Quatre jours au Proche-Orient suffisent. Quatre jours, et l’illusion énergétique de l’Allemagne se fissure. Le prix du pétrole bondit à plus de 84 dollars le baril, les prix du gaz en Europe le dépassent sur la droite. La raison se trouve à des milliers de kilomètres: le détroit d’Ormuz, par lequel transite environ un cinquième du pétrole et du gaz liquéfié échangés dans le monde. Quand des roquettes y volent et que les pétroliers attendent, l’énergie devient plus chère partout – y compris en Allemagne.

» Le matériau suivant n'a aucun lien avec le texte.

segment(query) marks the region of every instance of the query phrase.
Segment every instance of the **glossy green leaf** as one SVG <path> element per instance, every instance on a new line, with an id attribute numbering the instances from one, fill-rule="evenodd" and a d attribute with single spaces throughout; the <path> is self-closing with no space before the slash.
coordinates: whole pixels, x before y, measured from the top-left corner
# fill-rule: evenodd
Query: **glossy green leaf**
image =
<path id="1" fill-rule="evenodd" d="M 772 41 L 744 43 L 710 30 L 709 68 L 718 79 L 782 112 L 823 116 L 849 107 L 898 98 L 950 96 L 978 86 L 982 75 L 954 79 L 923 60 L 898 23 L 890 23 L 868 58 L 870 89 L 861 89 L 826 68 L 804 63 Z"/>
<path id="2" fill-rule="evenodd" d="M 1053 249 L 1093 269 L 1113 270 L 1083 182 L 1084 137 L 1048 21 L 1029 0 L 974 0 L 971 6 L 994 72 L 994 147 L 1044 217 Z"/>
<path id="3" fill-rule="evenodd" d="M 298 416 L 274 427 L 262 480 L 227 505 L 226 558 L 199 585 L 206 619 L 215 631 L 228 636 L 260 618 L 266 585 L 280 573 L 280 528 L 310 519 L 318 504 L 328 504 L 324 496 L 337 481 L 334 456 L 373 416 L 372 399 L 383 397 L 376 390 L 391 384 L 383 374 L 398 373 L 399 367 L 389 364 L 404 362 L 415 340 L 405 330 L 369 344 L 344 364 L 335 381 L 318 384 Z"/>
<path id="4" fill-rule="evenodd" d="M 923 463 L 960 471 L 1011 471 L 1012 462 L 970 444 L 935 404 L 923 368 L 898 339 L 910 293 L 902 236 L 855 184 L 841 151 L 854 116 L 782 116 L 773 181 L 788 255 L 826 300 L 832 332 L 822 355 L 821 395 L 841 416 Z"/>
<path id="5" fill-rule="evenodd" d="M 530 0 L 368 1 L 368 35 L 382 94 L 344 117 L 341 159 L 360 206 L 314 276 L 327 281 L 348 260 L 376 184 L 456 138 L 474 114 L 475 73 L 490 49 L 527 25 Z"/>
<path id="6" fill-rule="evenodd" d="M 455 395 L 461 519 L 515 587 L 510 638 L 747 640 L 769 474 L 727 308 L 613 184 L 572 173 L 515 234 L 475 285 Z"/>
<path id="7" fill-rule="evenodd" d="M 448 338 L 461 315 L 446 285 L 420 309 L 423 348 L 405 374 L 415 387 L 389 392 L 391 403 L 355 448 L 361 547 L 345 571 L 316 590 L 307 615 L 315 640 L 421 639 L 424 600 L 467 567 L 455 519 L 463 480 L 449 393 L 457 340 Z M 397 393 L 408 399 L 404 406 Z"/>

Patrick Pleul/DPA/Keystone
C’est la réalité désagréable qui se cache derrière le récit de la transition énergétique. L’Allemagne produit certes de plus en plus d’électricité à partir du vent et du soleil. Mais la consommation d’énergie repose toujours sur des molécules: pétrole dans le réservoir, gaz dans la chaudière, chaleur de procédé dans l’industrie. Au total, à peine 20 pour cent de l’énergie primaire provient de sources renouvelables. Le reste est fossile et vient presque entièrement de l’étranger.
Le nouveau filet de sécurité s’appelait gaz liquéfié. Des terminaux en mer du Nord distribuent du GNL venu du monde entier en Allemagne. Mais cela signifie surtout une chose: le marché mondial. Si les prix augmentent dans le Golfe ou en Asie, ils augmentent automatiquement ici aussi. À cela s’ajoute que l’ancien principal fournisseur, la Russie, est politiquement hors jeu. L’Europe s’est délibérément libérée de la dépendance énergétique vis-à-vis de Moscou – une décision géopolitique aux effets secondaires économiques. Le prochain fournisseur puissant ne se trouve plus en Sibérie, mais quelque part sur le marché mondial. La France montre à quel point les systèmes énergétiques peuvent réagir différemment à de tels chocs. Là-bas, l’énergie nucléaire fournit la majeure partie de l’électricité. Le prix dépend donc beaucoup moins du gaz. L’Allemagne a désactivé son tampon nucléaire. Quand le vent et le soleil font une pause, c’est le gaz qui prend le relais, et celui-ci est actuellement extrêmement cher.
Et puis il y a le regard désagréable sur les stocks de gaz: environ 21 pour cent de taux de remplissage. Nettement moins que les années précédentes. L’Agence fédérale des réseaux se veut rassurante: pas de situation de pénurie. Cela peut être vrai. L’énergie n’en sera pas pour autant bon marché. La sécurité d’approvisionnement et la stabilité des prix sont deux choses très différentes.
La transition énergétique n’est donc pas un bouclier protecteur. Elle ressemble plutôt à une digue en construction. À long terme, elle pourra peut-être retenir quelque chose. Mais lorsque la tempête souffle à travers le détroit d’Ormuz, l’eau arrive quand même d’abord dans les caves allemandes.